Sunday, July 1, 2012

The Boundaries of Grace

It is a bit complicated . . . how I came to this question, and it is a real question. What I mean, it isn't rhetorical as I have no idea of the honest answer but one of those questions that bounce around inside my feeble mind.

First, how I got here.  Recently I heard a devotional by a gentleman, who isn't a close friend . . . but close enough. The devotional was done extremely well, with confidence, form and articulation. Beyond all of that . . . sincerity.

It wasn't that long ago that I was with the gentleman in a private setting . . . I guess you would say a "share group."  Soon after our introductions I learned more about him than I would ever had guessed nor expected to know.  Apparently he has suffered from a life-long history of sexual addition . . . his words not mine. What makes his story even more difficult was him sharing the impact his obsession has had on his life, and unfortunately others.

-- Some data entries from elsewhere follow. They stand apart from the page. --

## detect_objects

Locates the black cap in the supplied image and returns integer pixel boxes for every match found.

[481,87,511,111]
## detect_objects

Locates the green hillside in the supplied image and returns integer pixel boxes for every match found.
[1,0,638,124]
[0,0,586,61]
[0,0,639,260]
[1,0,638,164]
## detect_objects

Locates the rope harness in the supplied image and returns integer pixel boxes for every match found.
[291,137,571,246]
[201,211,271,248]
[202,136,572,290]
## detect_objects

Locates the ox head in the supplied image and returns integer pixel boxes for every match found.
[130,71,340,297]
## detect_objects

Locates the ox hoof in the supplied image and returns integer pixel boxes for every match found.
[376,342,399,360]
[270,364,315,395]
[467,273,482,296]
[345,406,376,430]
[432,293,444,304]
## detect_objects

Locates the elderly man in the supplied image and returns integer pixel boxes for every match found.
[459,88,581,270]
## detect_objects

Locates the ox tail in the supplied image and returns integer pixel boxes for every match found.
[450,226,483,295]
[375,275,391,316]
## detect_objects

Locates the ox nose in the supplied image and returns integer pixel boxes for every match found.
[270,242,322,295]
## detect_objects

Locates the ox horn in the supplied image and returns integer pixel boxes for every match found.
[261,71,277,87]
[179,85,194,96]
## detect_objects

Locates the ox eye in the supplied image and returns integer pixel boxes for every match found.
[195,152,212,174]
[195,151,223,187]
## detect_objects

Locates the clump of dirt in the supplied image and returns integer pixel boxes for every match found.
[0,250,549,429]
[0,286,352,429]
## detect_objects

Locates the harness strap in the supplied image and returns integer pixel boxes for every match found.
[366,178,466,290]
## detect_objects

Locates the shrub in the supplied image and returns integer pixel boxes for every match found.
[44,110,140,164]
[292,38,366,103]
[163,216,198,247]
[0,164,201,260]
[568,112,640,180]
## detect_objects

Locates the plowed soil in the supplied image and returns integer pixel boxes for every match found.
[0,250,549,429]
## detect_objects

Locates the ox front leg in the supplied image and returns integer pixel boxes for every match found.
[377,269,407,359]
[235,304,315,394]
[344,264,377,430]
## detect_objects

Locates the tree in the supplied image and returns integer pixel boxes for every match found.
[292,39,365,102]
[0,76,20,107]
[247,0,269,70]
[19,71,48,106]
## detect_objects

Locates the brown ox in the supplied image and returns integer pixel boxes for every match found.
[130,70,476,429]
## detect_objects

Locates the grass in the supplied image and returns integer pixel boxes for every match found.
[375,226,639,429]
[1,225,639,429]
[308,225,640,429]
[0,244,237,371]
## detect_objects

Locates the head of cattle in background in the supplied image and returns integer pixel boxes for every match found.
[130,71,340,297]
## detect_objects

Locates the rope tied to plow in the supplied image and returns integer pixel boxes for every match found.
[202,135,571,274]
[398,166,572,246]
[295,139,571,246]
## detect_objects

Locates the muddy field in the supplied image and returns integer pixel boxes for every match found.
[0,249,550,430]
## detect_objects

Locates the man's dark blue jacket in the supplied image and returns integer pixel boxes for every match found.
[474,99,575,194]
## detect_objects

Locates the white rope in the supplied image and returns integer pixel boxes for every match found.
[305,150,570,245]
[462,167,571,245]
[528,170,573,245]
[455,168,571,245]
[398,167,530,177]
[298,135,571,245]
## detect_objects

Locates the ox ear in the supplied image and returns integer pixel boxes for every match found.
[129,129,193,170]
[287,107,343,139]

You see, he was a theology school graduate and became a pastor of a fairly large church.  His obsession wasn't one that led him to a life of fantasy, wishful thinking or even porn. He acted out on his obsession with, unfortunately, young women in his church.  There was a string of them. They were all of legal consenting age so it wasn't criminal, although highly destructive to his pastorate . . . and marriage . . .  not to mention the lives of the young women.

He also self-professed that he continues to struggle with the impulses.  He is re-married and his new wife seems to understand obsession better than his last. She actually supports him financially as he can not get a new pastorate, nor do I think he wants one. Maybe her understanding is a good thing . . . maybe not.

But he certainly isn't in my category of hypocrite.  He is aware of his obsession as being destructive and sin and seems to want to get better. He shared how he had sought a lot of counseling. He is repentant in my view, while possibly still vulnerable to stumble in the same area.

What I would put in my hypocrite category is an old Nav friend who confided with me many years ago, after a bottle of wine and my own deep honest conversation, that he has molested his children and had multiple affairs with men . . . which his wife had no clue about . . . but on top of that was still comfortable as a leader in his church because "God had not convicted him of it yet."

No, this guy, who did the devotion, is definitely convicted about his obsessions.

So here is my question, how, psychologically, can you preform so well, such a great confidence in those circumstances?  What I mean is . . . I could not comprehend the depth of this sin. Not saying that my is not just as bad, or worse. But I can't comprehend having a long sting of affairs, and being attempted to continue, and yet having the sanity to stand up in front of a large church and share anything.

If you don't know me, you would think that I'm sounding a bit pious and condescending. That's not what I mean. I know that I'm capable of doing horrible things. I think my question is born more of my own psychological deficits.

Like many of us who error on the guilt and anxiety side, I struggle with the sense of inadequacy, especially in the church setting. I haven't done much from the pulpit in many years. When I was a "godly" evangelical, I felt much more comfortable speaking or preaching. Now, after some of my own struggles with depression, anxiety . . . and sin, I can't get my head around it anymore.  I mean, even my falling out with my old pastor makes me feel creepy, while on an intellectual side, I know I did nothing wrong.

So here is my question.  While part of me might be tempted to question this devotion-giver's sincerity . . . I have this suspicious that he is the one who understands grace and forgiveness and it is I who can't grasp it. Could that be true? But this isn't just about me. It is the much larger question. What is the boundary of grace?

Maybe that is the great lesson of the gospel . . .  even if I do horrible things, day after day, yet come to the Lord with a sincere heart . . . then all is well. Yet, psychologically, if I had done what this man had done . . . I would want to crawl up into the mountains and died a slow death where I would never hurt anyone again.


Anonymous said...

I don't think the average Christian is any better than the average non religious person as far as being moral goes. Maybe even a little worse. Maybe even a more than a little worse. I read an article a few days ago about a study that found that people who believe in heaven are more apt to commit crimes than those who don't. Wish I had the link, but forgot where I saw it.

Anonymous said...

Found it:

jmj said...

That study was very interesting. If I read it right, the societies in general, which believed in hell, committed less crime, while those societies that believed more in heaven committed more crimes. Then what is even more interesting is that those in the study who are Christian and said that they believed in a forgiving God tended to over pay themselves for being in the study. While those who believed in a judging God, paid themselves less than the norm for being in the study.